Preferably, in order to enable the part fixing device to have higher stability and have a more stable and reliable fixing function for the tubular part, the number of the locking pull rods is four, the four locking pull rods are uniformly distributed on the peripheries of the through holes of the first fixing plate and the through holes of the second fixing plate, external threads are respectively arranged at two ends of each locking pull rod, and two ends of each locking pull rod are connected with corresponding locking nuts after respectively penetrating through corresponding through holes in the first fixing plate and corresponding through holes in the second fixing plate.

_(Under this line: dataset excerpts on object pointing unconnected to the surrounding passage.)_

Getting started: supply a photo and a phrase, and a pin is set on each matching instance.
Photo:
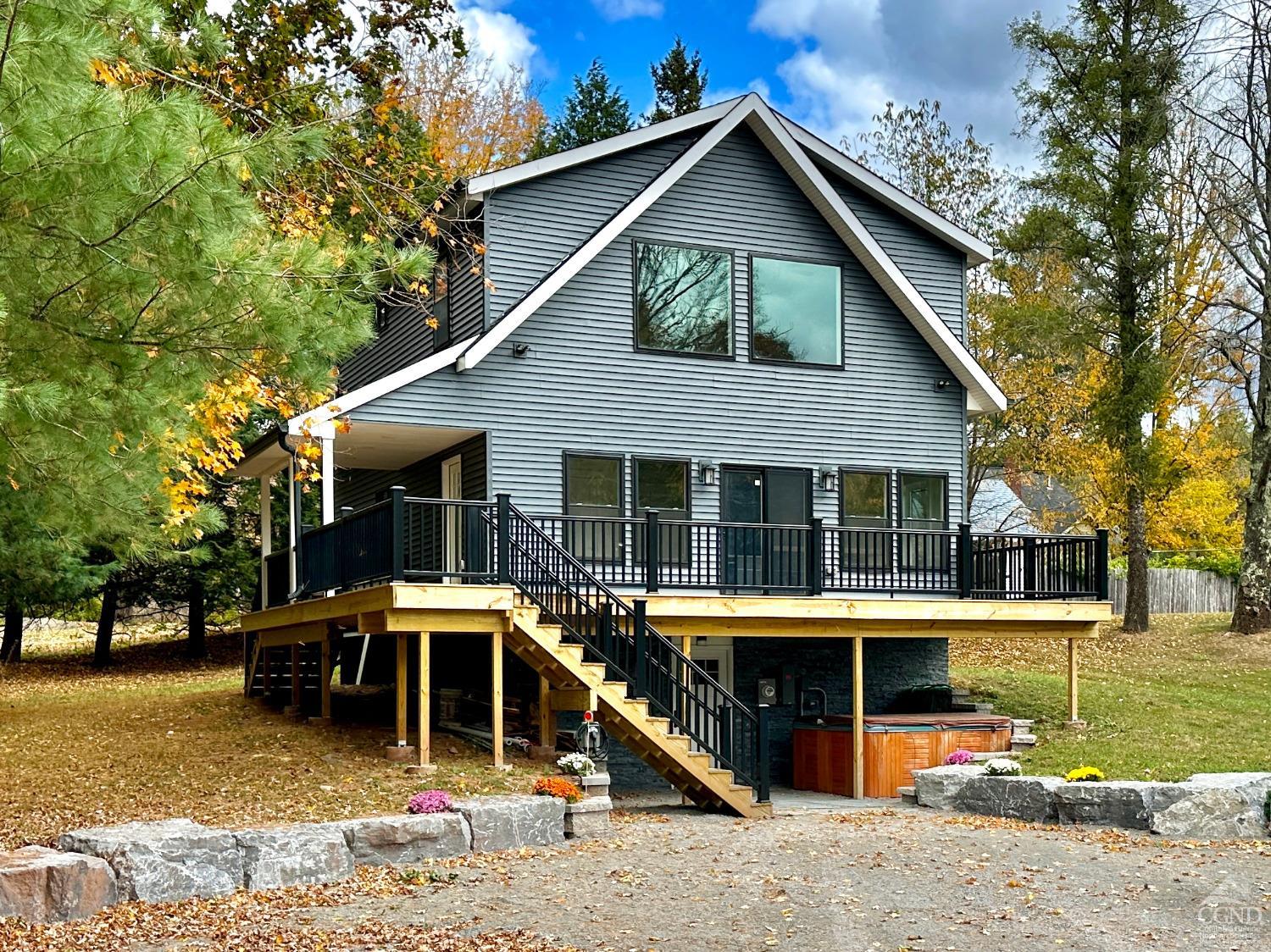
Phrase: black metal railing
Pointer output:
(454, 540)
(619, 636)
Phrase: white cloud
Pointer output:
(627, 9)
(852, 56)
(496, 35)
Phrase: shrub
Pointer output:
(577, 764)
(1002, 767)
(558, 787)
(1085, 774)
(430, 802)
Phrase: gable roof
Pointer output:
(976, 251)
(983, 394)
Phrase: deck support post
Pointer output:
(425, 697)
(266, 534)
(496, 697)
(858, 718)
(401, 689)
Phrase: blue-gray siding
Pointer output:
(582, 386)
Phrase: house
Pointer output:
(686, 447)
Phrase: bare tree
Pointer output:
(1237, 180)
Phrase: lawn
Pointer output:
(1185, 698)
(157, 736)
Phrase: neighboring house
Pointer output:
(719, 370)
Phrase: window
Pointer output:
(683, 299)
(441, 304)
(864, 502)
(924, 505)
(594, 492)
(663, 486)
(796, 312)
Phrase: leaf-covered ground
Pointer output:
(155, 736)
(1187, 697)
(899, 878)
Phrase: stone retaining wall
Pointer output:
(1204, 806)
(173, 860)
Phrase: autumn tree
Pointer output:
(1235, 185)
(475, 117)
(594, 111)
(1102, 98)
(139, 276)
(679, 83)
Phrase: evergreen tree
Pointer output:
(679, 83)
(592, 112)
(1102, 94)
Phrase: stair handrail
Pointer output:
(642, 634)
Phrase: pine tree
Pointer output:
(592, 112)
(679, 83)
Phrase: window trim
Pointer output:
(620, 512)
(688, 482)
(750, 313)
(892, 482)
(935, 473)
(732, 300)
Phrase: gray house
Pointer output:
(719, 373)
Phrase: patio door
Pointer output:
(452, 523)
(764, 558)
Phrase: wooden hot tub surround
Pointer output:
(895, 745)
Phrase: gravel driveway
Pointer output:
(884, 878)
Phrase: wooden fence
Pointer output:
(1179, 590)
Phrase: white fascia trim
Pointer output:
(317, 421)
(480, 185)
(976, 252)
(981, 391)
(602, 239)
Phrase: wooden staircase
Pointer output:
(541, 645)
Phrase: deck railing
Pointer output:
(449, 540)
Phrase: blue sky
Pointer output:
(829, 64)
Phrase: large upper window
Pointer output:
(594, 487)
(797, 312)
(683, 299)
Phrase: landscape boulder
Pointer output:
(163, 861)
(1014, 797)
(292, 855)
(937, 786)
(1125, 804)
(380, 840)
(508, 822)
(587, 819)
(1217, 806)
(47, 886)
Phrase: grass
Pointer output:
(157, 736)
(1187, 697)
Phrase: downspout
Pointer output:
(295, 515)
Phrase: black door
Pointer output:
(772, 557)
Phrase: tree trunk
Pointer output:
(106, 624)
(197, 646)
(1136, 557)
(10, 649)
(1253, 590)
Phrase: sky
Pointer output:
(828, 64)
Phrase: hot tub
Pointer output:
(895, 746)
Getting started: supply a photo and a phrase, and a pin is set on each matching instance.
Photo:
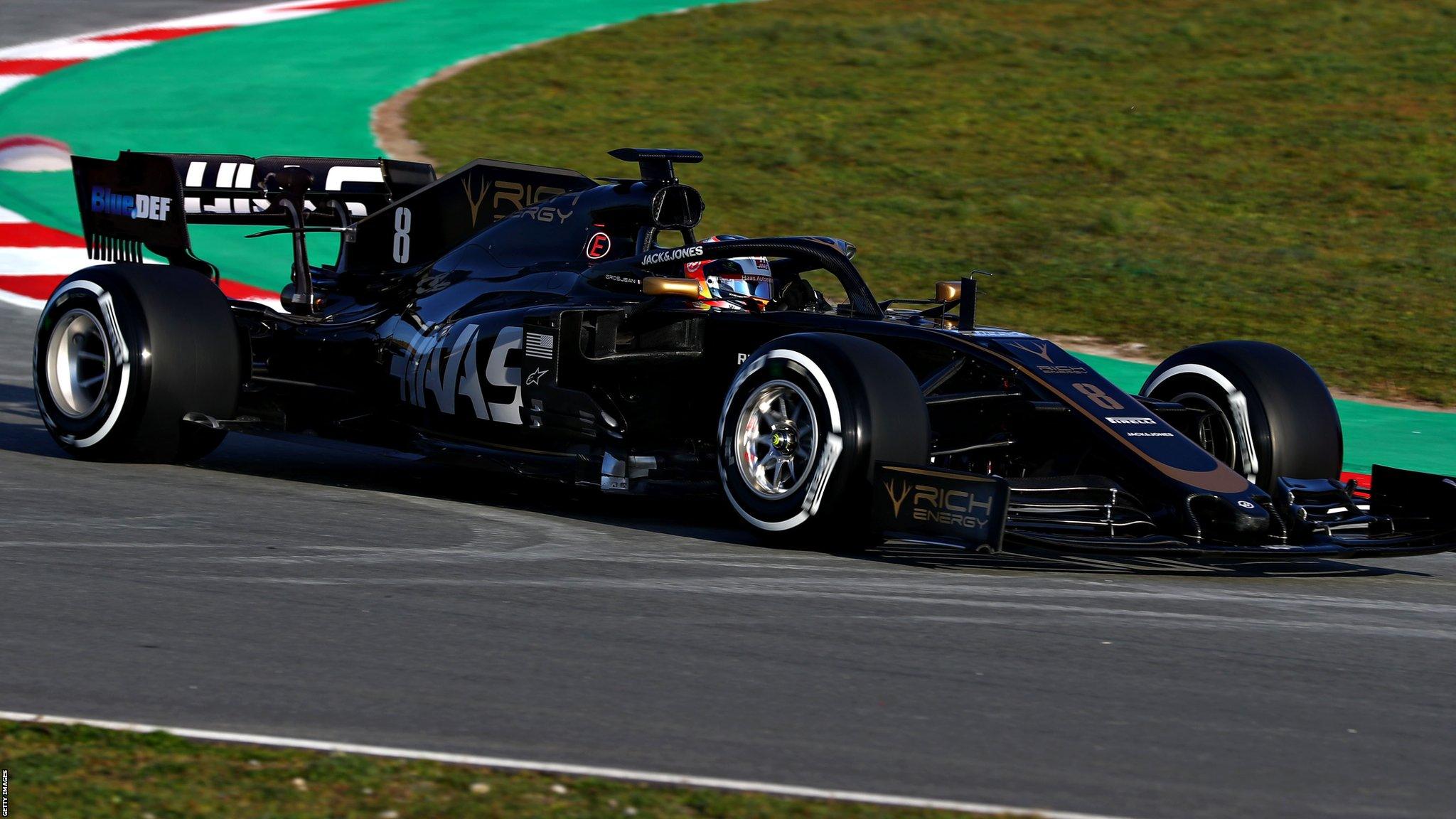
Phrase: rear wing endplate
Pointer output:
(146, 200)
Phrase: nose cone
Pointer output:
(1235, 520)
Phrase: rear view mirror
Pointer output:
(678, 208)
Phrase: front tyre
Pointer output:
(123, 352)
(801, 429)
(1265, 413)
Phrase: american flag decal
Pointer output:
(539, 344)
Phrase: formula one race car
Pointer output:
(532, 321)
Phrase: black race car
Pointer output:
(533, 321)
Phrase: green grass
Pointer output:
(85, 773)
(1167, 172)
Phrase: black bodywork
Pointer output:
(498, 315)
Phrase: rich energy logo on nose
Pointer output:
(136, 206)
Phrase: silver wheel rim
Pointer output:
(776, 439)
(1215, 433)
(77, 363)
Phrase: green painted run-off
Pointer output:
(308, 86)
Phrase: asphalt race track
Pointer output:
(353, 596)
(346, 595)
(28, 21)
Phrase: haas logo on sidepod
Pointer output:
(453, 372)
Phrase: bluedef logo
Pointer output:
(134, 206)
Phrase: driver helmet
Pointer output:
(743, 283)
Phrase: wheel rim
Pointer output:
(79, 363)
(776, 441)
(1215, 432)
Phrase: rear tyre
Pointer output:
(124, 352)
(1267, 412)
(801, 429)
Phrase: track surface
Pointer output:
(351, 596)
(28, 21)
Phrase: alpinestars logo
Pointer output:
(136, 206)
(675, 255)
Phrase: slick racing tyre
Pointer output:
(801, 429)
(124, 352)
(1267, 413)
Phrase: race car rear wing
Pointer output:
(392, 215)
(149, 198)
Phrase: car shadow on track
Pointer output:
(343, 465)
(1039, 560)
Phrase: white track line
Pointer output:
(560, 769)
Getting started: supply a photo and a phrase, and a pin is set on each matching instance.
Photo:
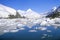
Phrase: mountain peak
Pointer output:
(54, 8)
(29, 10)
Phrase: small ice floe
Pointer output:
(16, 30)
(5, 31)
(21, 28)
(48, 30)
(32, 31)
(41, 28)
(13, 30)
(44, 36)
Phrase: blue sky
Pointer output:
(36, 5)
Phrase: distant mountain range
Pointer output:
(54, 13)
(6, 12)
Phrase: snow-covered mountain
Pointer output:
(29, 13)
(5, 11)
(55, 12)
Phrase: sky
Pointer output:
(39, 6)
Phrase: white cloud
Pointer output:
(32, 31)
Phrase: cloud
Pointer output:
(32, 31)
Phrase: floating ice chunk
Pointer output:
(16, 30)
(22, 29)
(32, 31)
(48, 30)
(5, 31)
(42, 28)
(44, 23)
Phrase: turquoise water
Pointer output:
(53, 34)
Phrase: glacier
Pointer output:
(32, 18)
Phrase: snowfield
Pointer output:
(14, 25)
(31, 20)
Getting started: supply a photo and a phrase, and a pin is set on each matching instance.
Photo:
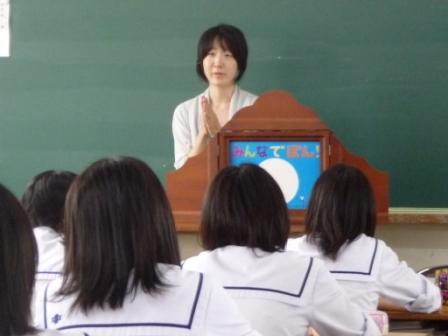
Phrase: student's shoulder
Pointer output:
(189, 105)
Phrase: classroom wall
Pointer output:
(93, 78)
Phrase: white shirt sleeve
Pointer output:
(181, 136)
(334, 314)
(223, 316)
(400, 284)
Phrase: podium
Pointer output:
(275, 116)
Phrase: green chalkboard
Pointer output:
(92, 78)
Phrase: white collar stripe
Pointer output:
(298, 295)
(187, 325)
(369, 272)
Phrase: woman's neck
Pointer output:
(221, 95)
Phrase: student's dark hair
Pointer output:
(341, 207)
(44, 198)
(244, 207)
(230, 38)
(118, 225)
(18, 260)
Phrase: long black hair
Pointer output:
(341, 207)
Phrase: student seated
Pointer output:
(43, 200)
(244, 229)
(17, 267)
(122, 274)
(340, 226)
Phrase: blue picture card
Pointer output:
(295, 165)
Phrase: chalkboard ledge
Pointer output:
(418, 216)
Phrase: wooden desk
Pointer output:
(400, 314)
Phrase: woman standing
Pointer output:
(244, 229)
(221, 62)
(340, 226)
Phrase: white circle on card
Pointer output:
(284, 174)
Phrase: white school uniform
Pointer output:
(187, 119)
(283, 293)
(367, 269)
(190, 304)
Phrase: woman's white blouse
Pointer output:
(190, 304)
(367, 268)
(283, 293)
(187, 119)
(50, 254)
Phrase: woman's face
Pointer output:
(220, 67)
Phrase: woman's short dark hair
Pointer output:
(118, 226)
(245, 207)
(44, 198)
(230, 38)
(18, 260)
(341, 207)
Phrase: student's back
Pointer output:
(122, 274)
(340, 224)
(17, 267)
(244, 229)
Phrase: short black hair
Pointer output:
(230, 38)
(18, 261)
(119, 226)
(341, 207)
(44, 198)
(244, 206)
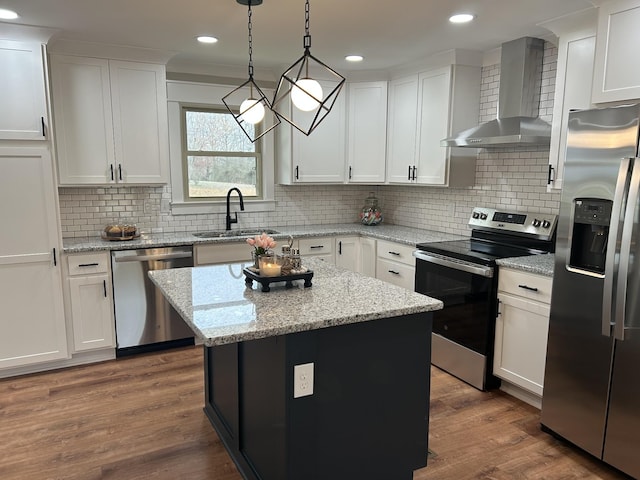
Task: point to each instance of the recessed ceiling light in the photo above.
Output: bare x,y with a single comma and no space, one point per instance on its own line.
7,14
461,18
207,39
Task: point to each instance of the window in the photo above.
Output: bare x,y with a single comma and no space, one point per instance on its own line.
217,155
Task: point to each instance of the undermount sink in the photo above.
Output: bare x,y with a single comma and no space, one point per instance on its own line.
249,232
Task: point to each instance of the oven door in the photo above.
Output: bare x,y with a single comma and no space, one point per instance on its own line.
463,331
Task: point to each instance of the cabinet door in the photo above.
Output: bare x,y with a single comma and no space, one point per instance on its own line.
23,104
348,253
83,119
91,313
32,326
433,125
139,101
521,342
367,134
321,156
616,74
368,256
401,132
573,91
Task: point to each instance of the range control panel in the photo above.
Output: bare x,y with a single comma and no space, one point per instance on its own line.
539,225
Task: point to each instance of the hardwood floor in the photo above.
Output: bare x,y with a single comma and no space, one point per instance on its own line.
141,418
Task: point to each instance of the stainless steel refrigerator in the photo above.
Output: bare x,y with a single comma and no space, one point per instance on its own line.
592,377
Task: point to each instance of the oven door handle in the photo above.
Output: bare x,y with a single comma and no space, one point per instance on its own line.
473,269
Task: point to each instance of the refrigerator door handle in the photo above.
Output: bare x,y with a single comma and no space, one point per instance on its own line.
612,260
625,253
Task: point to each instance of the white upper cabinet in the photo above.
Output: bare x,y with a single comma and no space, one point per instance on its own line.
576,51
23,104
401,129
617,72
423,110
319,157
111,121
367,138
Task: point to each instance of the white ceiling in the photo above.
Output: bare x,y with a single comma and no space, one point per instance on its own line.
388,33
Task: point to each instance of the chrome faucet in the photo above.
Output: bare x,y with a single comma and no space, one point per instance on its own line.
235,219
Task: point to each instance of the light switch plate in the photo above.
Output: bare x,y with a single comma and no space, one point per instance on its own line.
302,380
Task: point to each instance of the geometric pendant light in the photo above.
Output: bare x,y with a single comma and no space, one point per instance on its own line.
308,89
254,114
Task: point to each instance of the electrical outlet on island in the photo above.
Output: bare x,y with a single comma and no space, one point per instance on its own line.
302,380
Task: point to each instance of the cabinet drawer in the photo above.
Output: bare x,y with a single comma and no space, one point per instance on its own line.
316,246
396,273
396,252
88,263
524,284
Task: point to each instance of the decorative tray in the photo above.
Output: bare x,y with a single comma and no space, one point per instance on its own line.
120,238
118,232
251,275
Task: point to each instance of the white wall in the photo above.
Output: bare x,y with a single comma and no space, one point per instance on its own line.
507,178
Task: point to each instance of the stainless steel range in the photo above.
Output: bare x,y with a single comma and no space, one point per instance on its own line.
462,273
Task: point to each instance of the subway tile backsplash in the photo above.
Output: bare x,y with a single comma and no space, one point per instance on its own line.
508,178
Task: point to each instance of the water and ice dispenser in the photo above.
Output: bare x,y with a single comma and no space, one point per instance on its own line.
590,231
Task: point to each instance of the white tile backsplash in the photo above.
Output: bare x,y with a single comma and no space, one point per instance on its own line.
507,178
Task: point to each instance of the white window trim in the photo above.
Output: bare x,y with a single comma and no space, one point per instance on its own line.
206,94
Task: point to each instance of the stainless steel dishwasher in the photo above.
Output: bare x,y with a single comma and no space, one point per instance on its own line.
145,321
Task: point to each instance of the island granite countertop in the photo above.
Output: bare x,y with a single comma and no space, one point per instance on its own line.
539,264
221,309
392,233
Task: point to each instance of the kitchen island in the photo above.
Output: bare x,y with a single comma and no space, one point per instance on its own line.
361,409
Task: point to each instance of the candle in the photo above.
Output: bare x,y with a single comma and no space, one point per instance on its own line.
269,269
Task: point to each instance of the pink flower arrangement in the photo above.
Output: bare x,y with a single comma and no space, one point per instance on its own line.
261,243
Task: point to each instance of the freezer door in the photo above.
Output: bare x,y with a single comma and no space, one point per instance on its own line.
579,356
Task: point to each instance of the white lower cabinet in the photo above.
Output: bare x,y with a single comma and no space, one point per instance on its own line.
32,324
90,301
368,256
395,264
522,326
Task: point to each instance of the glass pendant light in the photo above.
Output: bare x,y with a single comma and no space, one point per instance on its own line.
255,115
308,89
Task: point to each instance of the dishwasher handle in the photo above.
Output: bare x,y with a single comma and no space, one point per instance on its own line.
159,257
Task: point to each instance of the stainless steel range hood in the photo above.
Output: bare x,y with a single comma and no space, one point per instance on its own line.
519,100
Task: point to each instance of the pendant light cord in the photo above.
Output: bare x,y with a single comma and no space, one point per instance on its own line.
250,25
307,36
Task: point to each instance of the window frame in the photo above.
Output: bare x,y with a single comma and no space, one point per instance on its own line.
257,154
209,95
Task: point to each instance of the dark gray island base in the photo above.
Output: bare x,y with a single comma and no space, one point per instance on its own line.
368,415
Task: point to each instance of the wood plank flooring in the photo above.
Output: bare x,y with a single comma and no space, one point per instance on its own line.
141,418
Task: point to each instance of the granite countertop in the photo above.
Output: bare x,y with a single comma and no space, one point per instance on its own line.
539,264
393,233
221,309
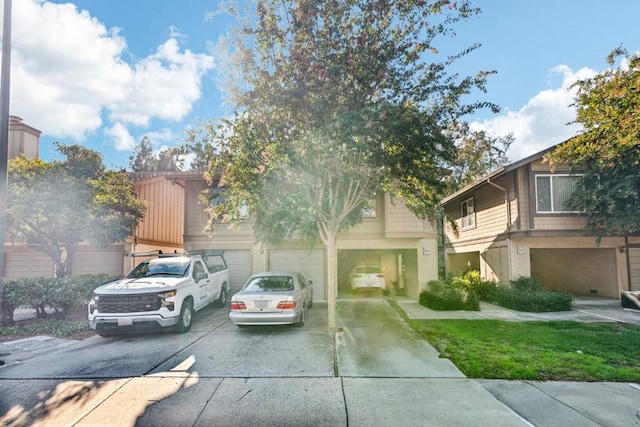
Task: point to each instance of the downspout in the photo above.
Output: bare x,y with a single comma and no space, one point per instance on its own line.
508,207
626,247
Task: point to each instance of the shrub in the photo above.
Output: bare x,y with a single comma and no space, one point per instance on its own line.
533,301
472,282
524,283
61,294
447,296
436,285
449,299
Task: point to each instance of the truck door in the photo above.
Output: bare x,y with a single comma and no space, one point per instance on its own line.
203,284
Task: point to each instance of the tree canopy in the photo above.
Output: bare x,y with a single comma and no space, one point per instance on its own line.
607,151
336,101
54,206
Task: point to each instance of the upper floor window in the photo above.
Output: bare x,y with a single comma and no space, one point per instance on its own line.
370,207
553,192
468,213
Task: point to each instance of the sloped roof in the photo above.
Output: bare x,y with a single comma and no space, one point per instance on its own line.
190,175
497,172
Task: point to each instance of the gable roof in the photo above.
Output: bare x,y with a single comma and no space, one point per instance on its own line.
497,172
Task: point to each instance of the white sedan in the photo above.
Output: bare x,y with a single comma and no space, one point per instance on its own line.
272,298
367,277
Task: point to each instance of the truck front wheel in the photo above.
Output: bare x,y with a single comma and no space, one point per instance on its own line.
186,317
222,299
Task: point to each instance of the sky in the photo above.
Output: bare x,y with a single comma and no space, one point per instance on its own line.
106,73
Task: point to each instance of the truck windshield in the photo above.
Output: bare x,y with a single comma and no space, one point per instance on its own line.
163,267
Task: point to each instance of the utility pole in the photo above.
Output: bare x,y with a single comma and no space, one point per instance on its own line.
4,137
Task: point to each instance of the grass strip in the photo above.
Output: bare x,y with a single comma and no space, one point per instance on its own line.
557,350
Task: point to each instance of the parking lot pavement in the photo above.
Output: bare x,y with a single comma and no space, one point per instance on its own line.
372,373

Preferably, in order to control the rotation speed of the terahertz probe more stably and reliably, the rotating shaft of the rotation driving motor is connected with the rotating bracket through a speed reducing mechanism. The speed reducing mechanism can be the simplest gear transmission structure, such as: a rotating shaft of the rotary driving motor is connected with the small-diameter gear, the large-diameter gear is installed on the rotary support, and the small-diameter gear is meshed with the large-diameter gear; in order to save space, the large-diameter gear can adopt a circular ring gear arranged on the surface of one side of the rotating support, and the central axial direction of the small-diameter gear is perpendicular to the plane of the large-diameter gear, so that the speed reduction transmission function can be realized. Meanwhile, the middle part of the rotating support is provided with a connecting shaft, and the connecting shaft is connected with the corresponding through hole on the first mounting seat through a rolling bearing, so that the rotating support can be positioned and mounted and can rotate freely.

Preferably, in order to control the motion of the terahertz probe more stably and reliably, the rotary drive motor and the linear drive motor are both servo motors.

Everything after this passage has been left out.